Gene Expression Quantification
The DRAGEN RNA pipeline contains a gene expression quantification module, that estimates the expression of each transcript and gene in an RNA-seq dataset. First, it internally translates the genomic mapping of each read (read pair) to the corresponding transcript mappings. Then it uses an Expectation-Maximization (EM) algorithm to infer the transcript expression values that best match all the observed reads. The EM algorithm can also model GC-bias and correct for it in the reported quantification results.

To enable the quantification module, set the --enable-rna-quantification option to true in your current RNA-seq command-line scripts. In addition, quantification requires the use of a gene annotations file (GTF/GFF), which provides the genomic position of all transcripts to quantify. This is specified with the -a (or --annotation-file) option.

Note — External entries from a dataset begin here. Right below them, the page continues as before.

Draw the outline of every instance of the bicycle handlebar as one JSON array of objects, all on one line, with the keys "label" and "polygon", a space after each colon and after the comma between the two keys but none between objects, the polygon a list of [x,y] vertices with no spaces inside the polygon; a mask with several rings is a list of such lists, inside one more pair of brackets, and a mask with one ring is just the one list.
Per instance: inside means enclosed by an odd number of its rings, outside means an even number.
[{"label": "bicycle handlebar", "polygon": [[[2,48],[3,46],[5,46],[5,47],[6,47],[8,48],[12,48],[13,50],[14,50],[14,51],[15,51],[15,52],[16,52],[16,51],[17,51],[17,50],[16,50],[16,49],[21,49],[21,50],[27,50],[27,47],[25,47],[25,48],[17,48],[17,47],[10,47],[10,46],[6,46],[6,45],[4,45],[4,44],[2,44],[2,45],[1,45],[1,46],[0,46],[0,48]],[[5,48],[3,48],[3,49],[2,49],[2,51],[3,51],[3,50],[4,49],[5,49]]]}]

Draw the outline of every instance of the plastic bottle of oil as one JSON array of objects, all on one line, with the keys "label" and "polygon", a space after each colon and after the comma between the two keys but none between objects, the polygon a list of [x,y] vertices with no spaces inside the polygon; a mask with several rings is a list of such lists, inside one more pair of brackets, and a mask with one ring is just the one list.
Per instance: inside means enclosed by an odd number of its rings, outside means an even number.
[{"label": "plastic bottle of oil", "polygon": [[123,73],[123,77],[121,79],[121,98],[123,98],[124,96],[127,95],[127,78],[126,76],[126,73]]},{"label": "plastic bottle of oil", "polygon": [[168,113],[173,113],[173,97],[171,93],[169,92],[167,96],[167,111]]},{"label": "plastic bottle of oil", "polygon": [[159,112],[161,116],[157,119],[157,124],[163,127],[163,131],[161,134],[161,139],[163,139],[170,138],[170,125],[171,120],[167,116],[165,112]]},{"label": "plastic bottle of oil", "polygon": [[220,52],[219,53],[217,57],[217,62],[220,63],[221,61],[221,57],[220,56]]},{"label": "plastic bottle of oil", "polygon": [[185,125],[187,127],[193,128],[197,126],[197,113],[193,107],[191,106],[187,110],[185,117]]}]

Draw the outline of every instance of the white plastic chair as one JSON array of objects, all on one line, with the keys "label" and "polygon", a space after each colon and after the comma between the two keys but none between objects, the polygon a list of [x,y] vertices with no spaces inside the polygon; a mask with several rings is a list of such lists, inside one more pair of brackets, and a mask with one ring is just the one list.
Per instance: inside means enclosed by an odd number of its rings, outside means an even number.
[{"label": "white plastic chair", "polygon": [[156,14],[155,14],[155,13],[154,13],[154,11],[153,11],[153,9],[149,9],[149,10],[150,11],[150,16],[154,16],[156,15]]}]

Transcript quantification results are reported in the <outputPrefix>.quant.sf file. This is a text file that lists results for each transcript. For example:
Name Length EffectiveLength TPM NumReads
ENST00000364415.1 116 12.3238 5.2328 1
ENST00000564138.1 2775 2105.58 1.28293 41.8885
• | Name lists the transcriptID of the transcript. |
• | Length is the length of the (spliced) transcript in basepairs. |
• | EffectiveLength is the length as accessible to RNA-seq, accounting for insert-size and edge effects. |
• | TPM is Transcripts per Million, which represents the expression of the transcript, normalized for transcript length and sequencing depth |
• | NumReads is the estimated number of reads from the transcript (not normalized). |
This file can be used as input for differential gene expression using tools such as tximport and DESeq2.
Similarly, the <outputPrefix>.quant.genes.sf file contains quantification results at the gene level. These are produced by summing together all transcripts with the same geneID in the annotation (GTF). Length and EffectiveLength are the (expression-)weighted means of the individual transcripts in the gene.

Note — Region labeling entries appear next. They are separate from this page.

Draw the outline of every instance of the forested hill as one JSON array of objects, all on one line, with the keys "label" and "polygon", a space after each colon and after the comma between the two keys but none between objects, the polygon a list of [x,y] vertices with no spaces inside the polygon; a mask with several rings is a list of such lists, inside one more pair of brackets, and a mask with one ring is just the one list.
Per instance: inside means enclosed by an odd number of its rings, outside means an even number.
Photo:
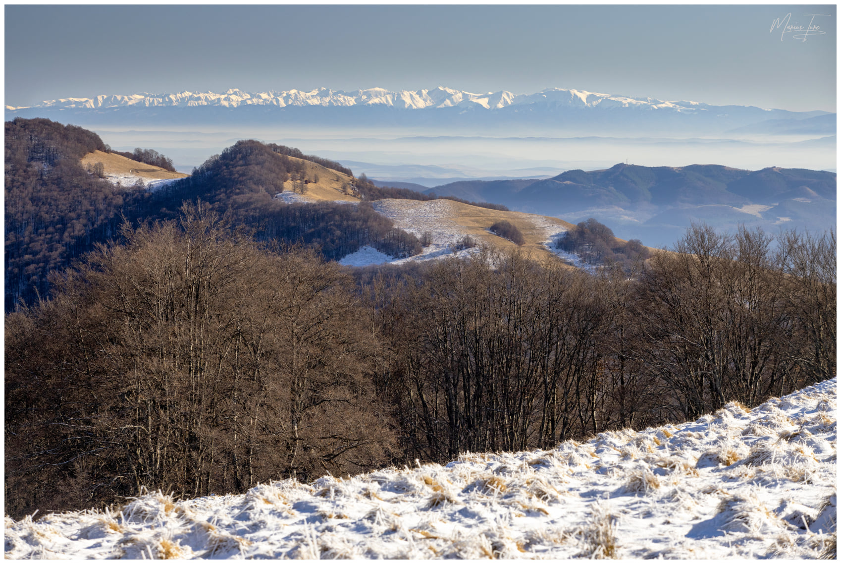
[{"label": "forested hill", "polygon": [[[299,242],[326,258],[341,258],[362,245],[392,256],[420,248],[416,237],[395,229],[370,205],[288,205],[274,199],[287,180],[312,181],[303,161],[352,174],[337,162],[292,147],[239,141],[192,176],[149,191],[115,186],[88,172],[82,157],[111,150],[80,127],[17,119],[6,123],[5,146],[7,311],[19,300],[32,304],[48,296],[50,271],[116,237],[124,217],[134,224],[173,219],[185,200],[230,210],[234,221],[256,229],[260,239]],[[139,155],[168,164],[155,152],[140,150]]]},{"label": "forested hill", "polygon": [[116,234],[145,194],[117,189],[80,159],[107,151],[95,133],[50,120],[6,122],[6,310],[49,291],[47,273]]}]

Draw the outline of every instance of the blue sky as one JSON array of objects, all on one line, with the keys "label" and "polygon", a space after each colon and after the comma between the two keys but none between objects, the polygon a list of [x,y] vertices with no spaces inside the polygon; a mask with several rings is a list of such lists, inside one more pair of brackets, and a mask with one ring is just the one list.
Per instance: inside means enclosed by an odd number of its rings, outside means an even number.
[{"label": "blue sky", "polygon": [[[824,35],[771,31],[789,13]],[[6,6],[5,23],[10,105],[442,85],[836,107],[834,5]]]}]

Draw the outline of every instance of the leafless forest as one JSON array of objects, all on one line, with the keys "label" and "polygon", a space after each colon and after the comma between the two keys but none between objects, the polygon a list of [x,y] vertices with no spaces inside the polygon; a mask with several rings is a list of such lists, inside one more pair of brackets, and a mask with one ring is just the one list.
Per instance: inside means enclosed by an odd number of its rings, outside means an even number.
[{"label": "leafless forest", "polygon": [[8,514],[551,447],[835,375],[834,233],[352,271],[232,218],[124,225],[7,315]]}]

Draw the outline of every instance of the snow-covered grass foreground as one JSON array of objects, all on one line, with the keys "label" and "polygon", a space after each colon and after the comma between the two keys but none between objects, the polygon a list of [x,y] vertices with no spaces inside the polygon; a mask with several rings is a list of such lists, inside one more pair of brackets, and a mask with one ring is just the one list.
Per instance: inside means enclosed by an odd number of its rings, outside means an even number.
[{"label": "snow-covered grass foreground", "polygon": [[119,511],[6,519],[7,558],[815,558],[834,550],[836,380],[753,410]]}]

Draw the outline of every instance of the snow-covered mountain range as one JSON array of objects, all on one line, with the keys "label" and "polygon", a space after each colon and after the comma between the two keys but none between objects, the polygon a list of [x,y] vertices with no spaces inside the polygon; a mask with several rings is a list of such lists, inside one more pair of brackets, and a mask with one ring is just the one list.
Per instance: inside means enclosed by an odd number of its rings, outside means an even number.
[{"label": "snow-covered mountain range", "polygon": [[[223,93],[180,92],[61,98],[32,106],[6,106],[6,119],[45,117],[93,127],[116,125],[290,126],[300,130],[389,130],[401,133],[495,136],[633,135],[685,137],[725,134],[738,128],[834,131],[834,114],[791,112],[756,106],[716,106],[575,90],[547,88],[536,93],[507,90],[475,93],[444,87],[343,92],[316,88]],[[819,118],[814,124],[805,121]],[[827,120],[831,123],[824,123]],[[817,128],[817,129],[816,129]],[[252,134],[253,135],[253,134]]]},{"label": "snow-covered mountain range", "polygon": [[515,94],[507,90],[473,93],[464,90],[453,90],[439,86],[431,90],[400,90],[368,88],[353,92],[317,88],[309,92],[288,90],[276,92],[249,93],[230,88],[224,93],[213,92],[179,92],[167,94],[143,93],[121,95],[98,95],[93,98],[62,98],[45,100],[34,106],[6,106],[7,109],[24,108],[89,109],[119,108],[124,106],[224,106],[236,108],[243,105],[262,105],[285,108],[287,106],[389,106],[406,109],[431,108],[484,108],[501,109],[511,105],[534,103],[553,103],[558,105],[579,108],[640,108],[646,109],[669,109],[677,112],[698,112],[708,110],[711,106],[698,102],[665,102],[651,98],[639,98],[627,96],[570,90],[547,88],[533,94]]}]

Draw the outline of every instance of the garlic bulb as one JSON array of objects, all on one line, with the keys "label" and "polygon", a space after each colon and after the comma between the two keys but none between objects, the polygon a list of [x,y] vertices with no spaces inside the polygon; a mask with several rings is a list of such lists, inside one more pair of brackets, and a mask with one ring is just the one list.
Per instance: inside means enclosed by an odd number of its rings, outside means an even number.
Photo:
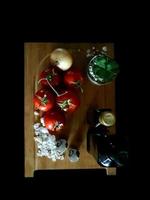
[{"label": "garlic bulb", "polygon": [[73,63],[71,54],[66,49],[62,48],[55,49],[50,55],[50,60],[52,64],[63,71],[68,70]]}]

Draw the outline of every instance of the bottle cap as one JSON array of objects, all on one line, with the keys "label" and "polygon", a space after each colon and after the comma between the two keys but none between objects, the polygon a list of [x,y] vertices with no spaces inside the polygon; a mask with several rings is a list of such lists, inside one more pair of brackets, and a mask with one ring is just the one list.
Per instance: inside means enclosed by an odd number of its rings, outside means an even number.
[{"label": "bottle cap", "polygon": [[112,112],[104,111],[99,116],[99,122],[104,126],[113,126],[116,118]]}]

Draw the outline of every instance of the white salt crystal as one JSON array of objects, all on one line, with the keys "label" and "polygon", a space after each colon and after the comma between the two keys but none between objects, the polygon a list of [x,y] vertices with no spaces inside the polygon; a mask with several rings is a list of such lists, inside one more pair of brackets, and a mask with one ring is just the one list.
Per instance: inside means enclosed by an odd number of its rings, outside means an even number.
[{"label": "white salt crystal", "polygon": [[40,126],[40,123],[35,123],[35,124],[33,125],[33,127],[34,127],[35,130],[36,130],[37,128],[39,128],[39,126]]},{"label": "white salt crystal", "polygon": [[41,117],[40,121],[41,121],[41,124],[42,124],[43,126],[45,126],[44,118],[43,118],[43,117]]},{"label": "white salt crystal", "polygon": [[35,116],[38,116],[39,113],[38,113],[37,111],[34,111],[34,115],[35,115]]}]

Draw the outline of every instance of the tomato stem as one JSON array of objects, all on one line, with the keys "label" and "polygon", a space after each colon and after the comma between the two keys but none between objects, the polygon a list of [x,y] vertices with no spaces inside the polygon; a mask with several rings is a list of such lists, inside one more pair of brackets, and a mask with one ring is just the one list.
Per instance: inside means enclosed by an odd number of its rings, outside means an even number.
[{"label": "tomato stem", "polygon": [[50,84],[50,82],[48,81],[47,78],[41,78],[41,79],[38,81],[38,84],[39,84],[40,81],[42,81],[42,80],[46,80],[47,83],[48,83],[48,85],[49,85],[49,86],[51,87],[51,89],[55,92],[55,94],[56,94],[57,96],[60,96],[60,95],[58,94],[58,92],[54,89],[54,87]]}]

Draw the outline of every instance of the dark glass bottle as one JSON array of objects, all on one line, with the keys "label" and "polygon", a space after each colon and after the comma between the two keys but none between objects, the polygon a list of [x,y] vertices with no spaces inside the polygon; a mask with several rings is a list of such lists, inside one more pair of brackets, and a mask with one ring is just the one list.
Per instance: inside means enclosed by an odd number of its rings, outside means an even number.
[{"label": "dark glass bottle", "polygon": [[[115,136],[113,136],[115,137]],[[92,127],[87,134],[87,150],[104,167],[121,167],[127,161],[127,151],[120,151],[109,136],[107,127]]]}]

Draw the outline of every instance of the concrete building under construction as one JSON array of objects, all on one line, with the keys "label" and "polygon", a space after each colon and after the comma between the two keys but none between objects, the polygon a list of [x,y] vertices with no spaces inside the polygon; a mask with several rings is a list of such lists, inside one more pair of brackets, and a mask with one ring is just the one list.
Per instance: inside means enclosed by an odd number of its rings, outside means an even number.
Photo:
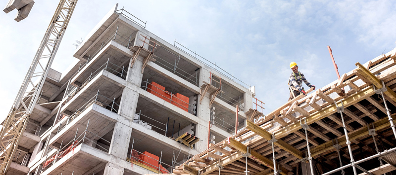
[{"label": "concrete building under construction", "polygon": [[50,70],[7,174],[396,172],[396,49],[264,115],[254,86],[117,6]]}]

DRAGEN reports several metrics relevant to RNA transcripts and quantification in the following files.
• | <outputPrefix>.quant.metrics.csv—Summary statistics relevant to RNA transcripts and quantification. For example, Transcript fragments, Intron fragments, Intergenic fragments, Reverse transcript fragments, Equivalence classes, Median CV coverage, and additional metrics. |
• | <outputPrefix>.quant.transcript_fragment_lengths.txt —Full fragment length distribution of reads mapped to transcripts. |
• | <outputPrefix>.quant.transcript_coverage.txt—Average 5' to 3' transcript coverage pattern. |
• | <outputPrefix>.SJ.saturation.txt—Saturation of splicing junctions observed or discovered as a function of reads processed. |

• | --enable-rna-quantification |
If set to true, enables RNA quantification. Requires --enable-rna to be set to true as well.

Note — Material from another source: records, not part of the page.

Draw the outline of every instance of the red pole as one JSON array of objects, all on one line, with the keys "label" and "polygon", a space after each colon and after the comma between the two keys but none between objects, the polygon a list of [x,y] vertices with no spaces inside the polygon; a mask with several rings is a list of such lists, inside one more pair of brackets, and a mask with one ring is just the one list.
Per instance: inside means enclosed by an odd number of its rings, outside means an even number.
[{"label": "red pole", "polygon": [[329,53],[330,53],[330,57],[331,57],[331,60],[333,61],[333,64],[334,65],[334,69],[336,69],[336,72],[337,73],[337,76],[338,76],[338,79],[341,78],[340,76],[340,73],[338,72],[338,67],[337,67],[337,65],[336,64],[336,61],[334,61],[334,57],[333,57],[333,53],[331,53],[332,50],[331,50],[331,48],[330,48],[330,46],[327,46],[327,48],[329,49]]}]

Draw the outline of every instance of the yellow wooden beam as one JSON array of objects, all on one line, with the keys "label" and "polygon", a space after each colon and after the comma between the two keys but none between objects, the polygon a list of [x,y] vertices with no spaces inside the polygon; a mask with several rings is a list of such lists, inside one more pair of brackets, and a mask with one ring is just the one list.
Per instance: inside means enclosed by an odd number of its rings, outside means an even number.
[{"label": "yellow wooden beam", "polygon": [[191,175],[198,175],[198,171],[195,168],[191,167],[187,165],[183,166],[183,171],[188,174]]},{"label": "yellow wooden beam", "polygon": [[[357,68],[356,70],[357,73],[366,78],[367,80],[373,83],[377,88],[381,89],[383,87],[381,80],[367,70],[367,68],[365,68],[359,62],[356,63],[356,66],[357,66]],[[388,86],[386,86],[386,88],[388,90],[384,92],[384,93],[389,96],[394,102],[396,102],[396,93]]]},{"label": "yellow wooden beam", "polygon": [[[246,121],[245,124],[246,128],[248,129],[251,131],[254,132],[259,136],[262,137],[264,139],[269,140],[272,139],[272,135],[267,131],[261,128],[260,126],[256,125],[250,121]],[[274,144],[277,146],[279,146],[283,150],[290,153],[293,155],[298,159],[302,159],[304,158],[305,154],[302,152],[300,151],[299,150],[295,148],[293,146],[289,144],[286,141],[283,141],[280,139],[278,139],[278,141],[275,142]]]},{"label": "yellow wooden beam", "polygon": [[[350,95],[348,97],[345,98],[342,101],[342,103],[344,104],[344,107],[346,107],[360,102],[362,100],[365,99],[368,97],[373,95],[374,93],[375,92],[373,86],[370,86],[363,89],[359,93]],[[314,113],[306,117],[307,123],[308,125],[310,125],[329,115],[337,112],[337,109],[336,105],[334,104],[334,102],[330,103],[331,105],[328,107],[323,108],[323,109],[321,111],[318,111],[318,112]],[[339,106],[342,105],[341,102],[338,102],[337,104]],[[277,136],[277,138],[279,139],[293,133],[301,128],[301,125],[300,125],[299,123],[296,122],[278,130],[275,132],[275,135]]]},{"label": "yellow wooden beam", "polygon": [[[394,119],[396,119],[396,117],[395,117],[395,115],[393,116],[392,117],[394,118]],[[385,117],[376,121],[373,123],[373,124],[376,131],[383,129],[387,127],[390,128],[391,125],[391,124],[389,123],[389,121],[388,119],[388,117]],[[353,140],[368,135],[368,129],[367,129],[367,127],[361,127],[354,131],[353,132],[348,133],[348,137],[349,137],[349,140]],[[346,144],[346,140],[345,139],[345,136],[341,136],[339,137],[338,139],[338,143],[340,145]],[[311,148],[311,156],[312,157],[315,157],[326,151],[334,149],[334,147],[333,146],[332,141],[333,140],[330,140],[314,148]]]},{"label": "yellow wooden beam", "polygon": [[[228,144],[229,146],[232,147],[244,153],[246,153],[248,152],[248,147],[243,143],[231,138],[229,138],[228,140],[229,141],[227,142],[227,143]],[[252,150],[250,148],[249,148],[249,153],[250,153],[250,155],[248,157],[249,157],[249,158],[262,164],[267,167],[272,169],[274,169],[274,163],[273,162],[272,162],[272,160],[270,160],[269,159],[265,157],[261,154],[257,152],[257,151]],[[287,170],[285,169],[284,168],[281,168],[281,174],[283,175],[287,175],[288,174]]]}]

• | --rna-quantification-library-type |
Specifies the type of RNA-seq library.
– | IU—Paired-end unstranded library. |
– | ISR—Paired-end stranded library in which read2 matches the transcript strand (eg, TruSeq RNA). |
– | ISF—Paired-end stranded library in which read1 matches the transcript strand. |
– | U—Single-end unstranded library. |
– | SR—Single-end stranded library in which reads are in reverse orientation to the transcript strand (eg, TruSeq RNA). |
– | SF—Single-end stranded library in which reads match the transcript strand. |
– | A (autodetect, the default)—For this value, DRAGEN examines the first reads/pairs in the dataset to automatically determine the correct library type. |
• | --rna-quantification-gc-bias |
GC bias correction estimates the effect of transcript %GC on sequencing coverage and accounts for it when estimating expression. Setting this option to false disables GC bias correction.
• | --rna-quantification-fld-max, --rna-quantification-fld-mean, --rna-quantification-fld-sd |
These options are used to specify the insert size distribution of the RNA-seq library for single-end runs. This is relevant for GC bias correction. The defaults are 250 +- 25, max=1000; changing these to values matching the specific library can improve accuracy.